As San Francisco, home to Matthews’ U.S. headquarters, closes hosting the Asia-Pacific Economic Cooperation (APEC) meetings this year, it’s worth reflecting on the role Asia plays in the global economy, in emerging markets and in our portfolios. In short, Asia matters. It remains the growth engine of the world. It’s an important part of global supply chains. Asia has innovation and growing consumption and it is increasingly important as a trade area itself. Above all, Asia matters because it continues to grow and is projected to grow faster than any other region in the coming years.
From a portfolio standpoint, Asia is also a diversifier. It offers diversification from other regions such as the U.S. and it offers differentiation across different markets within itself. Asia is also becoming more institutionalized. It has a growing domestic investment culture; it has more Asian investors and more domestic pensions funds, sovereign wealth funds and mutual funds.

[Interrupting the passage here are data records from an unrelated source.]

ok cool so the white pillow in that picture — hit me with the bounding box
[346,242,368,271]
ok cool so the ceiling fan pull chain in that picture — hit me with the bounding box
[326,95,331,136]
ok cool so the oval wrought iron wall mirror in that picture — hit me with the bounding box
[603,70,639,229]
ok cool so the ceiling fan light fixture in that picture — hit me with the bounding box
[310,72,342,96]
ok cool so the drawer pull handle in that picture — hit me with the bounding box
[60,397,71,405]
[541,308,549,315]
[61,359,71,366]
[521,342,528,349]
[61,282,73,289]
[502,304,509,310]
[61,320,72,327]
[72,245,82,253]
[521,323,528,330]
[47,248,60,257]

This all said, these have not been easy times for investors. Within Asia’s constituent parts, China’s economy has faced challenges and its equity markets have not performed well. And when China slows others slow, like Thailand which depends on China for tourism and trade. Indonesia and Australia, big exporters of commodities to China, have also felt the pain. At the macro level, the Federal Reserve’s interest rate strategy and the strong U.S. dollar have also been a headwind for Asia and emerging markets generally. At the same time, we have also seen some good individual equity market performances. India and Indonesia—the latter in spite of its significant commodity exports to China—have both done well. Elsewhere, parts of South Korea and Taiwan have performed, particularly in the technology sector.
“When the Fed finally pauses from its ‘higher-for-longer’ strategy and Asia markets also loosen, this should provide a growth tailwind,” Chief Investment Officer Designate Sean Taylor.